Goan baked eggs

Having met in New York we both share a love of brunch; there are so many exciting varied things to make - from savory to sweet, eastern to western, healthy to naughty. We both fell in love with Café Mogador in the East Village (NYC) for brunch, morish egg dishes that still keep us inspired. Weekends at our pop up in queens park were dedicated solely to making brunch, delicious ever-changing menus that excited us- spiced sweet potato pancakes, soba noodles with a chili fried egg, Indian scrambled eggs and then something naughty and cheesy. This is what you want on the weekends when enjoying a lazy morning of meeting up with friends - to be greedy and indulge in something that hits the spot, especially when feeling a little bleary-eyed and fragile. When it comes to menu planning we are above all inspired by eastern cookery – it tends to keep things light and healthy, whilst also flavorsome. Spices individually have their own significant health benefits.

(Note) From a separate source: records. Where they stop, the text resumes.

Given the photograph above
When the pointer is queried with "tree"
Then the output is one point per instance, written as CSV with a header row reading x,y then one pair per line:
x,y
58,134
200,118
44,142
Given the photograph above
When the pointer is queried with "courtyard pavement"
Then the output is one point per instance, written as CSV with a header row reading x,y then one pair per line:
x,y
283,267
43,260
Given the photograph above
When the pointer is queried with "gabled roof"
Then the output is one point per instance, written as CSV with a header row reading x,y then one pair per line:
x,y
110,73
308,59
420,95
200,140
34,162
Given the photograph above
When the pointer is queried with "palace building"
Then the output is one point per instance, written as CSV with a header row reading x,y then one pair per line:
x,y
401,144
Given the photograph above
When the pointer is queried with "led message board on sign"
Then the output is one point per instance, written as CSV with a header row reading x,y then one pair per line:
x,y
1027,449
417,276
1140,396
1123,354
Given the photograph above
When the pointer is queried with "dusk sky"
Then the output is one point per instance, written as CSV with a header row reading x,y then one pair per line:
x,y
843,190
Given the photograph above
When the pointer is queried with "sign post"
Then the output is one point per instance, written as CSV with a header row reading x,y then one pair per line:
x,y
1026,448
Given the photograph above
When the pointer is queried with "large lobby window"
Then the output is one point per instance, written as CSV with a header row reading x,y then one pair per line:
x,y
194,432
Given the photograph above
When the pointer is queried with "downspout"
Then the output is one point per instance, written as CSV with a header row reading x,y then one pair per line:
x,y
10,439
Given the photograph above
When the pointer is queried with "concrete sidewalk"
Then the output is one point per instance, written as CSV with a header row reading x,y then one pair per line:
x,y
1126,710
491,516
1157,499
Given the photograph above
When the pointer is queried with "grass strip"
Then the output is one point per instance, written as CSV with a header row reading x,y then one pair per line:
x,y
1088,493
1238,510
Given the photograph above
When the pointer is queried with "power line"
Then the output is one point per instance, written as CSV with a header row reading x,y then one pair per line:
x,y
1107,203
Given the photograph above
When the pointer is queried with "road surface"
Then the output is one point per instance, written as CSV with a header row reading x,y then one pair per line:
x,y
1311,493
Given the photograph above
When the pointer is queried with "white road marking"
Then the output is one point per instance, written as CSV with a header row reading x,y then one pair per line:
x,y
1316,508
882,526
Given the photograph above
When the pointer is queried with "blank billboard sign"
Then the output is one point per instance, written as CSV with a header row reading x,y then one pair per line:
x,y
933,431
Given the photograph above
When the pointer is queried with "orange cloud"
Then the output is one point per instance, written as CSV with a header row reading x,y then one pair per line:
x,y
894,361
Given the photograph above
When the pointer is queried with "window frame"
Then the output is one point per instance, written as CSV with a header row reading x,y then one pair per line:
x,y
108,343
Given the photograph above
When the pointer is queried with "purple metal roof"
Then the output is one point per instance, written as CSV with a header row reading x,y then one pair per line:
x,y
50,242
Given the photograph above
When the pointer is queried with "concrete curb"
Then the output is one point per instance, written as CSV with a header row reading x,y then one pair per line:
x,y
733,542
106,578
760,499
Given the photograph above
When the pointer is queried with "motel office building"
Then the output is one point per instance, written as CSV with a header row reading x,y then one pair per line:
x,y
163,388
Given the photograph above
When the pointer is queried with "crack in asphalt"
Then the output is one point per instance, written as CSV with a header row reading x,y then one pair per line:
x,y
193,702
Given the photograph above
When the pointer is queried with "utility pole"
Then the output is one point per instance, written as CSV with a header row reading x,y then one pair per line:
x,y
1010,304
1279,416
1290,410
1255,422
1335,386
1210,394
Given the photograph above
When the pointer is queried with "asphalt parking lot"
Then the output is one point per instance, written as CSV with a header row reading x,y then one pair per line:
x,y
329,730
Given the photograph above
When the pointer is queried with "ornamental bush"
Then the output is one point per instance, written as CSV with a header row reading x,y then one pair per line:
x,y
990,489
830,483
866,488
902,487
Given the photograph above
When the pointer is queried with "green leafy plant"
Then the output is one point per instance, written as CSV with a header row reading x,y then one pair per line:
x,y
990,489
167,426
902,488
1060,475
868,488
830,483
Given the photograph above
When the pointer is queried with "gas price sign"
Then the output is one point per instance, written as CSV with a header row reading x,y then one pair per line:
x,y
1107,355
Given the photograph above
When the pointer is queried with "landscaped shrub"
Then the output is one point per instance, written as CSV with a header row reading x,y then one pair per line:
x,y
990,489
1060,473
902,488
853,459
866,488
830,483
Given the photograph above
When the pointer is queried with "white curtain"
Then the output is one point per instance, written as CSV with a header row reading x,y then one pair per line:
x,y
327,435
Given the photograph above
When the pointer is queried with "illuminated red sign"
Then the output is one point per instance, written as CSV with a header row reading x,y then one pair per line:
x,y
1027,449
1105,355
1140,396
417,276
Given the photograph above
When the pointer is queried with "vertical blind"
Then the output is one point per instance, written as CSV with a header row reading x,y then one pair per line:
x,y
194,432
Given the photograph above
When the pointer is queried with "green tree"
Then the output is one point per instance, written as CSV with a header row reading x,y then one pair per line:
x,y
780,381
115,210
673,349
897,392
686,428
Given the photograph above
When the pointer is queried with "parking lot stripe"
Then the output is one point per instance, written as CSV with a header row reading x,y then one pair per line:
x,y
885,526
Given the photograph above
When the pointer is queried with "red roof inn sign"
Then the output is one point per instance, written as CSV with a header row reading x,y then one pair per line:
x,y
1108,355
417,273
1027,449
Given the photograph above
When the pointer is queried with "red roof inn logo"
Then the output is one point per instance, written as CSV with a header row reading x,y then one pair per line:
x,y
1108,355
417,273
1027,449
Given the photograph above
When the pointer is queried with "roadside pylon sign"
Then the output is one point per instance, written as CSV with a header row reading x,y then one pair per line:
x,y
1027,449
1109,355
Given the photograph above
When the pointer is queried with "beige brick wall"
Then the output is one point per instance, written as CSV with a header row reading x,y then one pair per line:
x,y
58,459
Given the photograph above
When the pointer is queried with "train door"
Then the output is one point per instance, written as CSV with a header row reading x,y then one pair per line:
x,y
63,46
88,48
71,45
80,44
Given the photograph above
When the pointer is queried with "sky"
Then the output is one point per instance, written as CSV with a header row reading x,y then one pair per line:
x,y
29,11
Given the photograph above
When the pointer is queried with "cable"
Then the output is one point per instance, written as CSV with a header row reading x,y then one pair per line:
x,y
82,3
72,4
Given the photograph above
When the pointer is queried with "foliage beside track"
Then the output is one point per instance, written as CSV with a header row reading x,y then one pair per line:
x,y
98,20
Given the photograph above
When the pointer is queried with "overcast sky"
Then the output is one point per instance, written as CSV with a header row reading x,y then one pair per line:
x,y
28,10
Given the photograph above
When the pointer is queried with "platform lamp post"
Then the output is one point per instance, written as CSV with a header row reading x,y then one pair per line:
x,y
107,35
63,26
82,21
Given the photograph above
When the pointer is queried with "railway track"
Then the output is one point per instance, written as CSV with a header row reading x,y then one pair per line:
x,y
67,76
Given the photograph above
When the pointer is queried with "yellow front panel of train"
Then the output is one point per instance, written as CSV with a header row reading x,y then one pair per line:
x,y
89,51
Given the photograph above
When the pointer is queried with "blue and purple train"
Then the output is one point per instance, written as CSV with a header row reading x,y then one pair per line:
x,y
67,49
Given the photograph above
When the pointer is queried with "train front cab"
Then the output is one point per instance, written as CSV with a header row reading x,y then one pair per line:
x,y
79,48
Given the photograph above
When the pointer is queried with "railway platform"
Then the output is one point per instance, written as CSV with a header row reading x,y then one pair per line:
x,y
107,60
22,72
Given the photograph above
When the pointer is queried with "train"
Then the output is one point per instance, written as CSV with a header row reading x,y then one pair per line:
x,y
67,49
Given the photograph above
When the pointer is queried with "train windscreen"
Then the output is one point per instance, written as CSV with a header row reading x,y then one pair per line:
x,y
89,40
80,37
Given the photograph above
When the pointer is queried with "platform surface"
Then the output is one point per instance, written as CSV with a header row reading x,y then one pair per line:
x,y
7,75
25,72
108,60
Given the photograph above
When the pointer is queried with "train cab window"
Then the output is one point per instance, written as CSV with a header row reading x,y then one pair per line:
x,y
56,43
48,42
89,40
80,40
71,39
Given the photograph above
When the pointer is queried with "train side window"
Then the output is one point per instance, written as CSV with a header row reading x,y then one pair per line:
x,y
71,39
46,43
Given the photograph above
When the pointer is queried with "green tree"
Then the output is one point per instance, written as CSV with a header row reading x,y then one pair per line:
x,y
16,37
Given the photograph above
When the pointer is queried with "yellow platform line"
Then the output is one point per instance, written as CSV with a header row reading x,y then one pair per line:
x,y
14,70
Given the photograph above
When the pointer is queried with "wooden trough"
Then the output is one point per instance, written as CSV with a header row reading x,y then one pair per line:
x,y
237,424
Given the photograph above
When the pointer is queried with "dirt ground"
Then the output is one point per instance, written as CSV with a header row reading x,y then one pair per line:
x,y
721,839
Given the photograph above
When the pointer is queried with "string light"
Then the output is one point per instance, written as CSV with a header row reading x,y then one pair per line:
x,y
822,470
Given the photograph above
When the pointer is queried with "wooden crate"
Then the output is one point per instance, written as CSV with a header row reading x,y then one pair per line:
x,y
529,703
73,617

In particular turmeric, the bright yellow of the spice rainbow which is an anti-inflammatory and antioxidant, is great for this dish. A perfect brunch to make this weekend with its different layers and spices, it looks and feels decadent but without the heaviness that other baked eggs have. It’s fresh and easy with the limey yoghurt dolloped on top. The dish was dreamt up from past visits to India, waking up in Goa to the sound of the sea and the fragrant smells of delicious breakfasts in heaven - so we hope this does the trick of evoking eastern paradise. Okra is a terrific addition to this dish, but if difficult to get hold of, some simple beans will give it the desired texture and colour. Memories of okra as a child were going to Drummond Street, one of the only places in London where one bought good Indian produce, to be told that they were called ladies fingers - the feeling of suspense to see and taste these fingers… did they have fingernails?

INGREDIENTS

    Serves 2

     

    Spice mix:

    1 tbs Cumin seeds

    1 tbs Coriander seeds

    1 Cinnamon stick

    1 tbs Mustard seeds

     

    Coconut oil

    2 finely sliced shallots

    Thumb ginger, peeled and grated

    2 garlic cloves, finely sliced

    small bunch coriander, finely chopped stalks and leaves reserved for garnish

    1 tin tomato

    2 tsp maple syrup

    half aubergine, 1cm cubes

    handful okra, sliced lengthways and again

    handful spinach

    1 tbs turmeric

    2 free range eggs

    4 tbs yoghurt

    1 lime for juice and zest

    half red onion, chopped finely

    1 tbs salted butter

    pinch dried chili

INSTRUCTIONS

1. Dry roast the spice mix until fragrant then grind to a fine powder
2. To make the tomato sauce heat the coconut oil (you can use any oil, but coconut or olive oil withstand higher heats) and shallots, garlic, ginger and finely chopped coriander stalks in a saucepan over a medium heat, add a tablespoon of the spice mixture and stir for a further 5 minutes. Add the tin of tomatoes and a small squeeze of maple syrup. Reduce 10-15 minutes, this will be the base layer to your dish. Transport into an oven proof dish, ramekins are good
3. Again heat coconut oil in a pan and add the rest of the chopped garlic, after lightly golden add the aubergine, okra and turmeric. Once cooked down add the spinach and take off the heat. Add to the top of the tomato mixture and make a nest to crack the eggs into. Once done put into the oven
4. Cook to your liking, we do around 10 minutes. Whilst in the oven make your yoghurt dressing by adding lime juice/zest, a pinch of spice mix, salt and the red onion. Now for the spicy oil- we like making it with butter (but can substitute for oil), heat the butter and dried chili- take it off when it starts to brown a little.
5. Dollop the yoghurt on the baked eggs and pour on the sizzling butter, with coriander, chili and lime for garnish. Serve with a hot naan.